The first two people you should contact are a Surveyor and a Conveyancer.
The Surveyor will organise the plan and consents from the Council, SA Water and the Development Assessment Commission.
The Conveyancer will organise the consent from any Bank or other interest registered on the title and the Lands Tittles office.
A Memorandum of Transfer is the document that transfers the land from the Seller to the Buyer.
It is lodged with the Lands Titles Office by your solicitor or conveyancer at settlement.
Property in South Australia falls into three categories –Torrens Title, Strata Title and Community Title.
If you are buying a home on its own block of land it is likely to be a Torrens Title property. If you buy a unit, flat, townhouse or apartment it may be a Strata or Community Title.
A solicitor or conveyancer will be able to advise you on how the various types of title affect your ownership rights and responsibilities.
When inspecting a property, ask about the title. The agent or owner should have copies of the title and any other relevant document, which show restrictions or encumbrances on the land.
Under the Torrens Title system a Certificate of Title exists for every separate piece of land. The certificate contains a reference that consists of a volume and folio number, ownership details, easements and/or rights of way affecting the land and any encumbrances including mortgages, leases and other interests in the land.
If you are buying a property in a unit development, the land may be divided by strata plan and referred to as Strata Title.
A strata plan under the Strata Titles Act divides land into units (of which there must be at least two) and common property. Unless the strata plan indicates different, the boundaries of the unit are defined by reference to the structures (i.e. walls, floors and ceilings) in a building, not by reference to the land. There must be an area of common property for which everyone is responsible.
A Strata corporation is established to administer and maintain the common property for the benefit of all unit holders. All unit owners are automatically members of the corporation.
There are two types of community title – a community scheme or a community strata scheme.
A community title divides land into: lots (of which there must be at least two) and common property. Where the community scheme is not a strata scheme, the boundaries of the lots do not relate to a structure, but are defined by surveyed land measurements and are unlimited in height and depth unless otherwise specified.

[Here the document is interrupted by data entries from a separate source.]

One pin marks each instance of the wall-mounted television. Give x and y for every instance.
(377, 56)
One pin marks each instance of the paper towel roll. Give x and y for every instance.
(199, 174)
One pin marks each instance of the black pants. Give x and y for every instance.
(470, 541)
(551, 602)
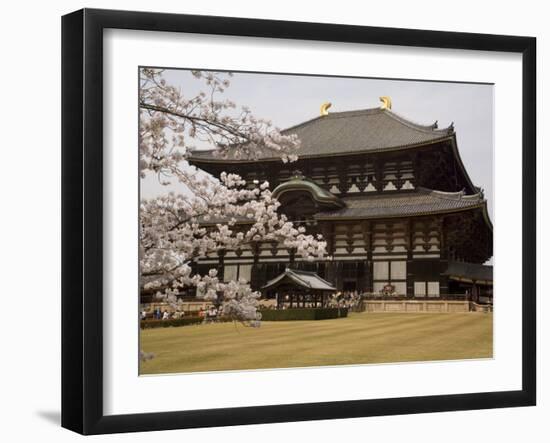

The owner of an individual lot is responsible for the maintenance and insurance of any structure on that lot and has no obligation for maintenance of other lot owners’ buildings.
In a Community Strata Scheme the lot boundaries are defined by reference to structures (usually parts of the building), similar to a strata title.
The structure itself is common property and it is therefore the responsibility of the corporation to maintain and insure it.
Settlement is usually set between 30 and 90 days from the date of signing, but this period of time can be negotiated between the Seller and the Buyer.
The agreed date is recorded in the contract. Settlement date is the day of the transfer.
An Easement is a right over land, granted to a third party – it is usually for underground pipes or wiring.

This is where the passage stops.